Giménez-Romero et al. model an ecosystem with habitat heterogeneity — patches of wet, dry, cool, warm — and ask how much diversity this heterogeneity can support. Below a critical threshold of environmental variation, the answer is none. The dominant species wins everywhere. The heterogeneity exists but does nothing. Above the threshold, multiple species coexist stably. The transition is sharp: not a gradual increase in biodiversity as heterogeneity increases, but a switch from zero coexistence to stable coexistence at a specific critical value.

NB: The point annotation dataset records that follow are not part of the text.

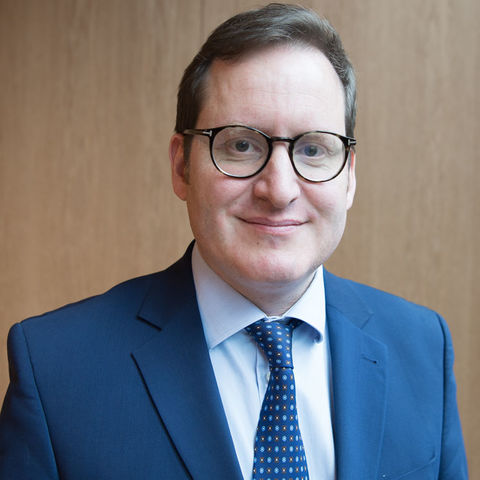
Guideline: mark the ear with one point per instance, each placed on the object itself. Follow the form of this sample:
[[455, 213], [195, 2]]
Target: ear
[[352, 180], [178, 166]]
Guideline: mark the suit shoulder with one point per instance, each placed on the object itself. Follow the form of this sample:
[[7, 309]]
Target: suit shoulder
[[381, 303], [123, 298]]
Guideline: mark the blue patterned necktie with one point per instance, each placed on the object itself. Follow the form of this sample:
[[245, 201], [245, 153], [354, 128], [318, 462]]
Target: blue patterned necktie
[[279, 453]]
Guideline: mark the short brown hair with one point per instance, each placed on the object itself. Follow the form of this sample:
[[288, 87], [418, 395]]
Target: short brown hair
[[250, 31]]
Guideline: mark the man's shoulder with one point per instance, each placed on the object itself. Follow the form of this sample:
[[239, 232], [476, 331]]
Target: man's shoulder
[[122, 300], [372, 296], [382, 311]]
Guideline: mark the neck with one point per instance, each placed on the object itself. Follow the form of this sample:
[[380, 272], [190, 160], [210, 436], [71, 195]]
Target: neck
[[274, 299]]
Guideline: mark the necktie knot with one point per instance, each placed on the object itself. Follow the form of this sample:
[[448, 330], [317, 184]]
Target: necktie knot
[[275, 340], [278, 453]]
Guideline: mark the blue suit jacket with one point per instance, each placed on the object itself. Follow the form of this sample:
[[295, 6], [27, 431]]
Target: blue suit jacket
[[120, 386]]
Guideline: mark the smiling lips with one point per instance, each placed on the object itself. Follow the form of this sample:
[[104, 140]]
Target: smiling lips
[[273, 227]]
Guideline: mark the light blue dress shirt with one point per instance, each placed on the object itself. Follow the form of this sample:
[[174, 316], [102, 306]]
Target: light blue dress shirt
[[242, 371]]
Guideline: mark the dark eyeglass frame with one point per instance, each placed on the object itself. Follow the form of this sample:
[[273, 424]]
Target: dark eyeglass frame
[[211, 133]]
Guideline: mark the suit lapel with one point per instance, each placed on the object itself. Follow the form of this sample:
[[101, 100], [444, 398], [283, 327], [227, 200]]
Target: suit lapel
[[177, 371], [359, 373]]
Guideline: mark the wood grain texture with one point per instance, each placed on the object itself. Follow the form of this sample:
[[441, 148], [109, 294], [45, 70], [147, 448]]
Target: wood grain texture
[[87, 106]]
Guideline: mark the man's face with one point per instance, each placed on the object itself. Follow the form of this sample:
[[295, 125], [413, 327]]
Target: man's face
[[266, 234]]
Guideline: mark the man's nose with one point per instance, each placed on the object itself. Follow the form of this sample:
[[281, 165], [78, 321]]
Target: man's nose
[[278, 182]]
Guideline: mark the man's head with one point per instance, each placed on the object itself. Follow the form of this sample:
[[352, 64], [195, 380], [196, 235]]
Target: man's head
[[265, 235], [254, 30]]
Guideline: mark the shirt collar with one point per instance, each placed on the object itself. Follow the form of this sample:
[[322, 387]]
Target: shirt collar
[[218, 301]]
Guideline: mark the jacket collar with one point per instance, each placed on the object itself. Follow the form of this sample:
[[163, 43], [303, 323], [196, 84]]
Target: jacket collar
[[359, 377], [177, 371]]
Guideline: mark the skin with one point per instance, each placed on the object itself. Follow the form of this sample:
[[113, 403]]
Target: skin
[[266, 235]]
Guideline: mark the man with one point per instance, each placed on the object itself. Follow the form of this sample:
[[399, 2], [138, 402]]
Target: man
[[180, 374]]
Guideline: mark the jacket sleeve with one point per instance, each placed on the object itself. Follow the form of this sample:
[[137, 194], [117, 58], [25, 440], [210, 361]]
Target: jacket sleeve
[[453, 463], [25, 448]]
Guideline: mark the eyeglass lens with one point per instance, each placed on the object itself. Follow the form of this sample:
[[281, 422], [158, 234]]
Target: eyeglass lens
[[242, 152]]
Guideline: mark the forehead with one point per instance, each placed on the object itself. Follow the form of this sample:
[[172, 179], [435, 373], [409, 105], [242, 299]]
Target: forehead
[[282, 90]]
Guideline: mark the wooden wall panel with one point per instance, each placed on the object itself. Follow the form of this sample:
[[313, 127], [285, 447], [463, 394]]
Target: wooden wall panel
[[87, 105]]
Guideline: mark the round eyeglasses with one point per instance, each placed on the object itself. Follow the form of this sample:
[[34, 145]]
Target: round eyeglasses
[[241, 152]]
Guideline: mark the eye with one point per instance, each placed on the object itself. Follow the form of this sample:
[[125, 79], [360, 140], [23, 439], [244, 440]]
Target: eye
[[242, 146], [312, 150]]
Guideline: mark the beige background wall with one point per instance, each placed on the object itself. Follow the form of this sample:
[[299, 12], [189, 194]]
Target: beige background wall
[[87, 99]]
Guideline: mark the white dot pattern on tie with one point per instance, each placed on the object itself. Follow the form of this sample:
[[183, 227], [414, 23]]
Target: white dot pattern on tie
[[278, 451]]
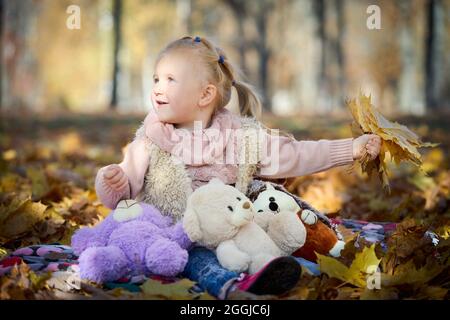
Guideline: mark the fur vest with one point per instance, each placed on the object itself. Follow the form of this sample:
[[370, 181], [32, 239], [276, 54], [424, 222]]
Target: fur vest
[[167, 184]]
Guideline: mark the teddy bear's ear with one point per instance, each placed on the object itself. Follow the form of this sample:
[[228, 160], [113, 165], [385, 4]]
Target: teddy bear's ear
[[191, 225]]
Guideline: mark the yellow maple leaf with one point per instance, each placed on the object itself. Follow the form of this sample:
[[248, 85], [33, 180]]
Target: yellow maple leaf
[[365, 263], [398, 143]]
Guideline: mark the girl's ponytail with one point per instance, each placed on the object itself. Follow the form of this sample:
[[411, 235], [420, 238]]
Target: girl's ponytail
[[222, 72]]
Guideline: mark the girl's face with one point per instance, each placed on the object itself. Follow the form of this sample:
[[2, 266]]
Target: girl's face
[[177, 88]]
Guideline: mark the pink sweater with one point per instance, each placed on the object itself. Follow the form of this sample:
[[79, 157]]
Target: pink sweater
[[282, 157]]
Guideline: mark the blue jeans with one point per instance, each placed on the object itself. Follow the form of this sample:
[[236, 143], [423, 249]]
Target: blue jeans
[[204, 268]]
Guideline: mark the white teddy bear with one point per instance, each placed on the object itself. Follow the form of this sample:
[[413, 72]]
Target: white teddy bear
[[220, 217]]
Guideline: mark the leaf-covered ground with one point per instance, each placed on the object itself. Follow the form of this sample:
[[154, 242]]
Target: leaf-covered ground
[[48, 165]]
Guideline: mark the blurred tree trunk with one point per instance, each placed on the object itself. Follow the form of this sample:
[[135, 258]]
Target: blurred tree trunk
[[240, 14], [436, 87], [184, 10], [117, 18], [319, 11], [342, 80], [264, 55], [409, 91], [18, 63]]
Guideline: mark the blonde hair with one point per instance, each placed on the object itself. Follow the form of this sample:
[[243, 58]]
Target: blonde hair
[[222, 72]]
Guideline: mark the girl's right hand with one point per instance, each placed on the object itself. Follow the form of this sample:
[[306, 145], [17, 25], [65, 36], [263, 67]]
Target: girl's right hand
[[115, 177]]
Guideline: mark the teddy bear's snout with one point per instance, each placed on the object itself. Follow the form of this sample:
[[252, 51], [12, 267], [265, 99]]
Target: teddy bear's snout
[[273, 206]]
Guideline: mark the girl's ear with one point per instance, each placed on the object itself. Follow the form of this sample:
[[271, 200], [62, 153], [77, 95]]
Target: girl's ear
[[208, 95]]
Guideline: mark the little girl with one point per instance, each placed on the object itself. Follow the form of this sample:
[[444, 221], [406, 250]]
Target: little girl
[[193, 81]]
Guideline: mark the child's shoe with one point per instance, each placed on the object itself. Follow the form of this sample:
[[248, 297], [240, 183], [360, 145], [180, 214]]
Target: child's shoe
[[277, 277]]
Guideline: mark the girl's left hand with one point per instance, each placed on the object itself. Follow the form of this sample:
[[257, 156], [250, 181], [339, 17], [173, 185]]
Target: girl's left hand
[[371, 143]]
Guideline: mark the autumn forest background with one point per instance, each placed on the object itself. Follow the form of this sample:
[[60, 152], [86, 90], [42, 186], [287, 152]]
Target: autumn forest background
[[71, 99]]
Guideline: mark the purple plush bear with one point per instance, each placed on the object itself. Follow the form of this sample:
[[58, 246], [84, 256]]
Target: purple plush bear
[[134, 239]]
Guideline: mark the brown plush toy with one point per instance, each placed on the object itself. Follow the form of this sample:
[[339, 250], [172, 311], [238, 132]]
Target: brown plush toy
[[319, 238]]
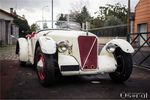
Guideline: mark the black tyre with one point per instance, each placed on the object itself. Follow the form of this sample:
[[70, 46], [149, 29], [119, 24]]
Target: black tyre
[[124, 66], [45, 65], [22, 63]]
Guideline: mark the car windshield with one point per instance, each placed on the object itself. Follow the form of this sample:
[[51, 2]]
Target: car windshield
[[42, 25]]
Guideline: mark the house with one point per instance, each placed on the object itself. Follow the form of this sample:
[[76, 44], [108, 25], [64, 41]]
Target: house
[[8, 30], [142, 19]]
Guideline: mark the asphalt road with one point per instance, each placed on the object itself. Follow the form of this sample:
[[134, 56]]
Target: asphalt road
[[17, 82], [21, 82]]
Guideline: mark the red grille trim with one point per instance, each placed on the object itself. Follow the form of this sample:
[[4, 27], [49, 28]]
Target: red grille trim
[[88, 51]]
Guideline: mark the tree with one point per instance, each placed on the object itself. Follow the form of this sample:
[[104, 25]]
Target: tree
[[24, 28], [33, 27], [96, 22], [83, 16], [116, 11]]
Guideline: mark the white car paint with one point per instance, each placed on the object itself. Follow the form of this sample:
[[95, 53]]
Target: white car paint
[[48, 40]]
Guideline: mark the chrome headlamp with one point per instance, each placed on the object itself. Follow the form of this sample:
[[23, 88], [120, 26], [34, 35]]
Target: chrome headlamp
[[111, 47], [63, 46]]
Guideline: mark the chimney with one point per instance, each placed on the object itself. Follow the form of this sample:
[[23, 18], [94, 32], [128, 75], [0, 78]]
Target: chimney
[[11, 10]]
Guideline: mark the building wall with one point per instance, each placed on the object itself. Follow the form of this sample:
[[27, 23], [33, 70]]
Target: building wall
[[8, 30], [6, 17], [142, 14]]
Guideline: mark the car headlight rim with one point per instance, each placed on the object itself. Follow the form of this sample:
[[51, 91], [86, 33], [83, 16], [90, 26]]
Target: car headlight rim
[[62, 46]]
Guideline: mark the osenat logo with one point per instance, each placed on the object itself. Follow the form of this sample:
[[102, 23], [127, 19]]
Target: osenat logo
[[134, 95]]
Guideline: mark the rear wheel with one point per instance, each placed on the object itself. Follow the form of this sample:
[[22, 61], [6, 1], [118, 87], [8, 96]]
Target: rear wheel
[[45, 67], [124, 66]]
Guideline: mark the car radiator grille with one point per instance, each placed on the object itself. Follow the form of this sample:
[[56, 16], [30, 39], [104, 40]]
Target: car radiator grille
[[88, 52]]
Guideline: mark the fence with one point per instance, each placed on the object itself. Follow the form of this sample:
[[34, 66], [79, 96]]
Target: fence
[[141, 43], [110, 31]]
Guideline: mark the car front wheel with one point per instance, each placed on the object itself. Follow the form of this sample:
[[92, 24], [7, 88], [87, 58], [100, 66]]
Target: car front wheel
[[124, 66], [45, 67]]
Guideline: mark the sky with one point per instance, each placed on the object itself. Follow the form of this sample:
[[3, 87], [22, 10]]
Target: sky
[[35, 10]]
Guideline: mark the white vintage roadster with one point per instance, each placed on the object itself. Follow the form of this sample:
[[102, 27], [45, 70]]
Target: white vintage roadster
[[71, 52]]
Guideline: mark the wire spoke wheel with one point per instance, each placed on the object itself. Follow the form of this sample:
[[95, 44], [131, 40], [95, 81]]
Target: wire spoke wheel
[[45, 65], [124, 66]]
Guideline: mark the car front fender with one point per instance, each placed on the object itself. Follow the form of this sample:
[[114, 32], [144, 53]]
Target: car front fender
[[124, 45], [47, 44]]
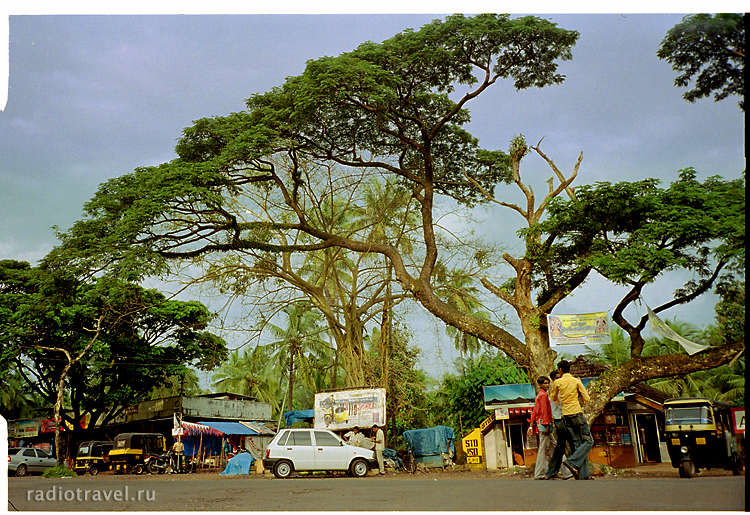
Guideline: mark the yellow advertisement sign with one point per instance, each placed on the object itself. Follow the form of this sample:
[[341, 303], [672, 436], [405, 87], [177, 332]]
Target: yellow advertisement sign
[[581, 329]]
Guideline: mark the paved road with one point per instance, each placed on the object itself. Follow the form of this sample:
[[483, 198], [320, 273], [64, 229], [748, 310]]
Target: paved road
[[390, 493]]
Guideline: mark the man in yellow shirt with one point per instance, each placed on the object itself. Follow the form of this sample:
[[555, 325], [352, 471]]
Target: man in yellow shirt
[[569, 392]]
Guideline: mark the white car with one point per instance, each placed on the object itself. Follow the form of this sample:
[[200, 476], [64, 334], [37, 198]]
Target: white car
[[315, 449], [27, 460]]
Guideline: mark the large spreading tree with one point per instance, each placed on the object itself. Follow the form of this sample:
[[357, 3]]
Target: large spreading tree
[[396, 108]]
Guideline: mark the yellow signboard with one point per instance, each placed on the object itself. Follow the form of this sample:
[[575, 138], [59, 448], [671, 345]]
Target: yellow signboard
[[474, 448]]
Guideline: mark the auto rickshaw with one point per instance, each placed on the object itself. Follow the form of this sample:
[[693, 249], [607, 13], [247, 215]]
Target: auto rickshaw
[[130, 449], [699, 434], [93, 457]]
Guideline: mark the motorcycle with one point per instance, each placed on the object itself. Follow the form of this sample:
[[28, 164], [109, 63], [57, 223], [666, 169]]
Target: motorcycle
[[160, 463]]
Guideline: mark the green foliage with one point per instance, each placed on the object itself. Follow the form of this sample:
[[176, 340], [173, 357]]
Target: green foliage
[[709, 49], [387, 106], [250, 373], [143, 338], [635, 231], [408, 402], [464, 396]]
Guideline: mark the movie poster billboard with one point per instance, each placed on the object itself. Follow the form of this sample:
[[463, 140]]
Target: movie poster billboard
[[348, 408], [581, 329]]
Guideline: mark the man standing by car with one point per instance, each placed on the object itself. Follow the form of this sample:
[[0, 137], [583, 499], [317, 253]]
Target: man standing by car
[[570, 392], [354, 437], [178, 448], [541, 419], [379, 439], [560, 437]]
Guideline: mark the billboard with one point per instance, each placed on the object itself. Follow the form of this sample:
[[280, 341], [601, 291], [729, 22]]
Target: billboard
[[581, 329], [348, 408]]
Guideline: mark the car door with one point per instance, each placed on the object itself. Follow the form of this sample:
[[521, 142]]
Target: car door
[[330, 453], [45, 460], [30, 459], [299, 448]]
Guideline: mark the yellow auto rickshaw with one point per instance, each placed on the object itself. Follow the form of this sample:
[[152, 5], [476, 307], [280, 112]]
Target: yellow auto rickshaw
[[130, 449], [700, 434], [93, 457]]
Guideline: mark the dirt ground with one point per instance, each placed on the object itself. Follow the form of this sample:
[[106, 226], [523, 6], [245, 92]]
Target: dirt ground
[[664, 470]]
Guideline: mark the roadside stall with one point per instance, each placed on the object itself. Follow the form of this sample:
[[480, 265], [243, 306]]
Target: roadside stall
[[432, 447]]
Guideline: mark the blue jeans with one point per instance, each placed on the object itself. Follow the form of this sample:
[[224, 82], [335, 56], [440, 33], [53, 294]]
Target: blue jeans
[[582, 442]]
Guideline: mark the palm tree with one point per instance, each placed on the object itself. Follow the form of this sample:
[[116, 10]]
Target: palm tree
[[249, 373], [725, 383], [298, 346], [615, 353], [458, 291]]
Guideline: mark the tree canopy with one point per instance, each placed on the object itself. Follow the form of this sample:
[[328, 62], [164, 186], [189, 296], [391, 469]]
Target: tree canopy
[[140, 339], [708, 50], [398, 109]]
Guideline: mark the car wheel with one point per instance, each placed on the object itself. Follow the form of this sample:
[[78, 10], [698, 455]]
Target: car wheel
[[687, 469], [359, 468], [283, 470]]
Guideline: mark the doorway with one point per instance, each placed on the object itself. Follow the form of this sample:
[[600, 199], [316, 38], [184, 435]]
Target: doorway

Sinet et al. study what happens when a system temporarily crosses a tipping point. The conventional model is binary: cross the line, the system tips irreversibly. Their analysis finds a safe overshoot region that follows an inverse-square law — the product of overshoot magnitude squared and duration squared must stay below a coupling-dependent constant. You can cross the line. You just can't cross it far, or for long, and the relationship between “far” and “long” has a precise geometry.
These are not the same system, but they share a structural feature that matters more than their differences. In both cases, the boundary between regimes is not a gradient but a geometric object. The habitat threshold isn't just “more is better” — it's a cliff below which more is nothing. The overshoot boundary isn't just “less is safer” — it's a curve that trades magnitude for duration along a specific mathematical contour.
Gaba makes this formal in a different context entirely: computational complexity classes (P, NP, EXPTIME) arise as stable sets under a scaling homeomorphism on a quasi-metric space. The boundaries between what is easy and what is hard are not artifacts of how we count operations. They are topological features of the space. The geometric structure preceded our measurement of it.
The practical implication cuts across all three domains. In ecology, modest conservation interventions — creating small patches, introducing minor variation — are predicted to fail unless they cross the heterogeneity threshold. The intervention must be large enough to reach the geometric boundary where coexistence becomes structurally possible. In climate policy, the question is not whether you will cross a tipping point, but whether you can stay within the inverse-square envelope that permits return. And in computation, the question of whether a problem is tractable is not a matter of degree but of which side of a topological boundary it falls on.
We are trained to think in gradients. A little more effort produces a little more result. But these systems have boundaries where the relationship between input and output is discontinuous. The boundary doesn't just separate two states. It defines the geometry of what is possible on each side.